Good news: not the show stopping kind I think. I’ve screwed up somewhere. I received a set of v029 boards from Oshpark. v029 only has minor tweaks to trace width or placement versus v028 from post #42.

I stripped the components off of a 2-amp DX sku20330 board and then assembled them on my v029 board. I don’t think I tested the board before I stripped it.

I did not add an MCU or MCU support components, only what came off of the DX board. I strapped VCC (LDO) to DIM, which is the PWM input. This is the recommended setup for using the QX5241 without a PWM signal, but I did also test with DIM floating - this produced the same results. Pulling DIM low does shut down the output, as it should. I did install the cap for the the LDO output as well as the input cap. The only component not used was a 000 jumper.

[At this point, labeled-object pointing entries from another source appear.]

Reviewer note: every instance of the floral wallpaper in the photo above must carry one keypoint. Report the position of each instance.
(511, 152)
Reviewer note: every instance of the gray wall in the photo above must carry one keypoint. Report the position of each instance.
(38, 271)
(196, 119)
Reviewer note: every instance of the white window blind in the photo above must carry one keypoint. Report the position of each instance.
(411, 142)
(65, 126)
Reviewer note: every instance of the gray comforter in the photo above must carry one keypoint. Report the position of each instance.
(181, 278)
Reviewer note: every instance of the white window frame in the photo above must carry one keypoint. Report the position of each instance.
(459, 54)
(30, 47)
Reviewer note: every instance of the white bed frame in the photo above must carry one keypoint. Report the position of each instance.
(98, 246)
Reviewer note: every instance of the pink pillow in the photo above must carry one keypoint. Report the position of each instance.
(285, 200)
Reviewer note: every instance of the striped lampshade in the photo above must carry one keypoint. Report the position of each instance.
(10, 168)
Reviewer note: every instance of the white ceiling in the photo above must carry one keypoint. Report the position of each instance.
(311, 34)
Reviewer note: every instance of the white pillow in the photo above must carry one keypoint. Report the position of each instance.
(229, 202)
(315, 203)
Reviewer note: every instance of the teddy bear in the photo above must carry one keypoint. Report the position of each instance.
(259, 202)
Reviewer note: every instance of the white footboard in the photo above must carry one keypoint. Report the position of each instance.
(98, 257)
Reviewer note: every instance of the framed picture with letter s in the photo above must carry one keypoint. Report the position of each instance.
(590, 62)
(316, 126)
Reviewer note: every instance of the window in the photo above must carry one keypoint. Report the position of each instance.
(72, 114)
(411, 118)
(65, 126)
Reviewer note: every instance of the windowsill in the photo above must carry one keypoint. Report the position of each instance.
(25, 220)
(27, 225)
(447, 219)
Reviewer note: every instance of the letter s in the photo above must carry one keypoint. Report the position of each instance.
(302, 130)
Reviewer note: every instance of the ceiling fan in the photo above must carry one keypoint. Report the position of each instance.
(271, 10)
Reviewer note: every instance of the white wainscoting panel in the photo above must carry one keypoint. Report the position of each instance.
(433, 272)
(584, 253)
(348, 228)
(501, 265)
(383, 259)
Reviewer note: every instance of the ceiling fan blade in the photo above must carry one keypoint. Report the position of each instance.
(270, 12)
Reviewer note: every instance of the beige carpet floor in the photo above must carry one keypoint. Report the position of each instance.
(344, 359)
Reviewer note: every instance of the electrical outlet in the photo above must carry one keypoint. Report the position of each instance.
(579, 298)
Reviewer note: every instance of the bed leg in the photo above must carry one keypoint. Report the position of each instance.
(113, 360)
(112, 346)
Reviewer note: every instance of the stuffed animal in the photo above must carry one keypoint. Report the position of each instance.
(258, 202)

  • Output is not regulated!
  • The minimum input voltage to light up the LED is about right (~4.5v or so)
  • at 4.5v it’s not pulling enough current (<700mA)
  • at 16v it pulls too much current (>1000mA IIRC)
  • voltage across the sense resistors seems too low (0.08v)

I tested another sku20330 board and it did not behave that way, it behaved as expected (input current much higher at low voltages and much lower at high voltages). I can’t think of what I’ve done wrong, so I suspect that I’ll have to take this driver apart and put the stuff back on the original PCB to be certain that the components are OK.